Run SELECT * FROM gaming_player_activity_source;
in your Confluent CLI Flink shell to see the data flowing in.If you add
$rowtime
to theSELECT
statement you can see the creation time of the datapoint. RunSELECT $rowtime, * FROM gaming_player_activity_source;
Step 2: View aggregated results in a tumbling window¶
Run the following statement in your Confluent CLI Flink shell to start a windowed query on the
gaming_player
records.SELECT window_start, window_end, SUM(points) AS total, MIN(points) as min_points, MAX(points) as max_points FROM TABLE(TUMBLE(TABLE gaming_player_activity_source, DESCRIPTOR($rowtime), INTERVAL '10' SECOND)) GROUP BY window_start, window_end;
Your output should resemble:
window_start window_end total min_points max_points 2023-09-12 08:54:20.000 2023-09-12 08:54:30.000 4375 12 493 2023-09-12 08:54:30.000 2023-09-12 08:54:40.000 4285 13 487 2023-09-12 08:54:40.000 2023-09-12 08:54:50.000 4329 29 495 ...

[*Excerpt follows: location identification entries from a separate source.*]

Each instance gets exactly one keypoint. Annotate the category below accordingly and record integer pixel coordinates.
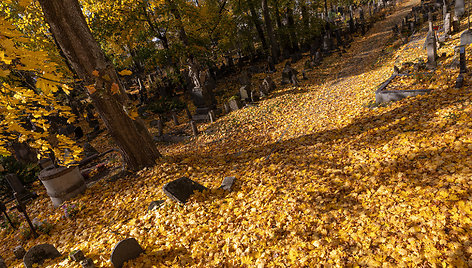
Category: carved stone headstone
(18, 187)
(462, 60)
(2, 263)
(431, 49)
(267, 86)
(77, 255)
(289, 74)
(244, 91)
(19, 252)
(234, 104)
(124, 251)
(181, 189)
(270, 65)
(39, 253)
(228, 183)
(447, 23)
(459, 8)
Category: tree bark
(257, 23)
(274, 47)
(68, 25)
(291, 29)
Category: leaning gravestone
(181, 189)
(431, 49)
(124, 251)
(39, 253)
(2, 263)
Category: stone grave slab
(39, 253)
(181, 189)
(155, 204)
(124, 251)
(228, 183)
(77, 255)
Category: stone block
(124, 251)
(181, 189)
(228, 183)
(39, 253)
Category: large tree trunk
(274, 47)
(291, 29)
(255, 19)
(81, 50)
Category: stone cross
(431, 49)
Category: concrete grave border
(382, 95)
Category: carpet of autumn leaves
(323, 177)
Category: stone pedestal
(431, 49)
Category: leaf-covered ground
(324, 177)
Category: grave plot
(408, 84)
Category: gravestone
(77, 255)
(459, 81)
(228, 183)
(244, 91)
(447, 24)
(155, 204)
(39, 253)
(289, 75)
(270, 65)
(181, 189)
(19, 252)
(202, 92)
(431, 49)
(193, 127)
(24, 153)
(87, 263)
(267, 86)
(462, 60)
(2, 263)
(234, 104)
(459, 8)
(18, 187)
(124, 251)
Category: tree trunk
(182, 33)
(274, 47)
(82, 51)
(283, 38)
(291, 29)
(257, 24)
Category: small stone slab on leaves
(181, 189)
(39, 253)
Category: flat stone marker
(87, 263)
(155, 204)
(124, 251)
(181, 189)
(77, 255)
(228, 183)
(39, 253)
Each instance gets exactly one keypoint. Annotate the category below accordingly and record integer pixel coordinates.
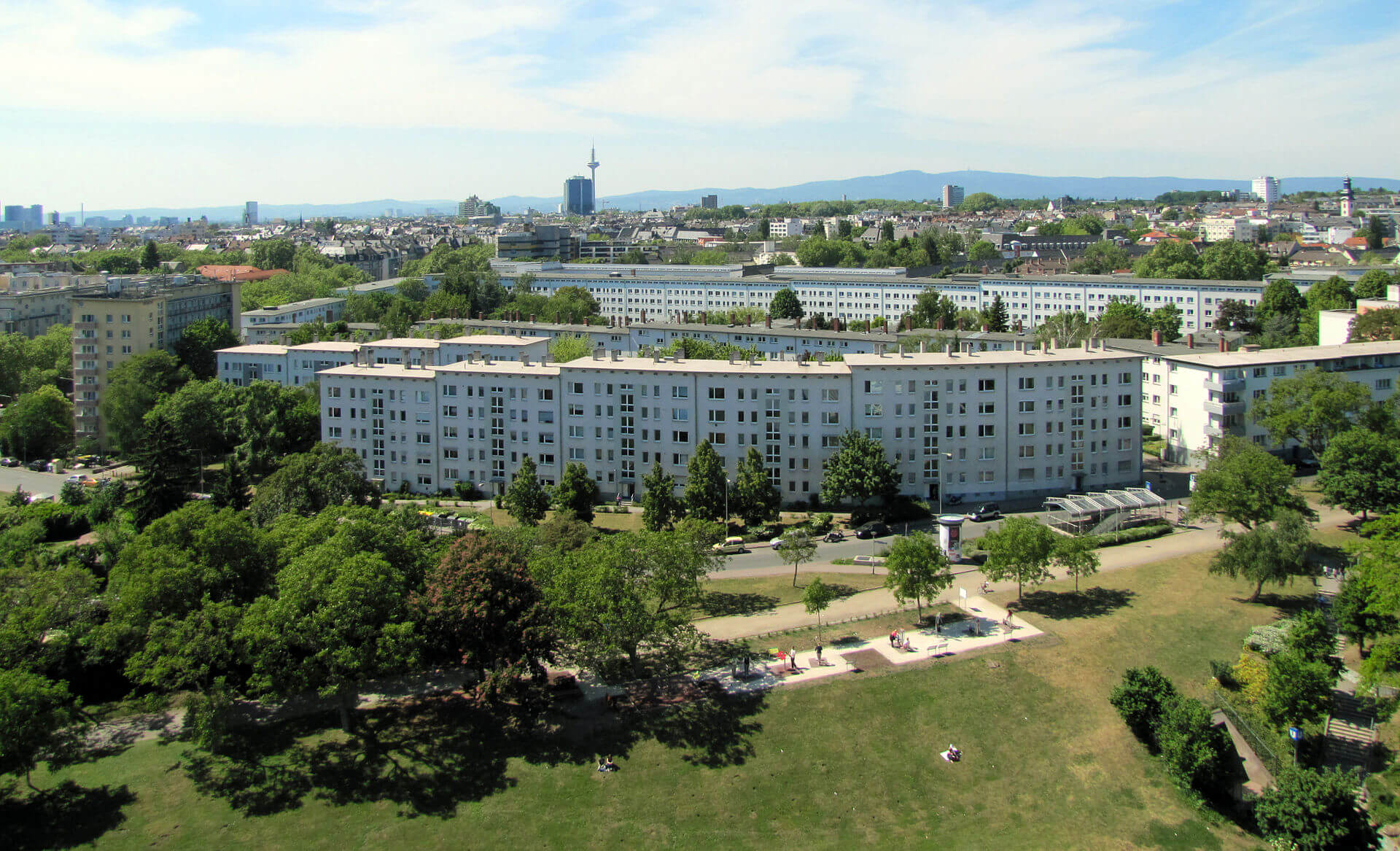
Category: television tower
(593, 174)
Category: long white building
(1196, 399)
(1015, 423)
(863, 295)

As we are now producing more data we could also push the window to 1 second. Adjust the statement accordingly.
What do you see here as output? The Flink job defined through the query, sums up the points of all players for every 10 second window (so called tumbling windows) as well as the minimum and maximum value.
Congratulations. Using time value window functions in streaming SQL will bring you one step closer to being a streaming SQL expert.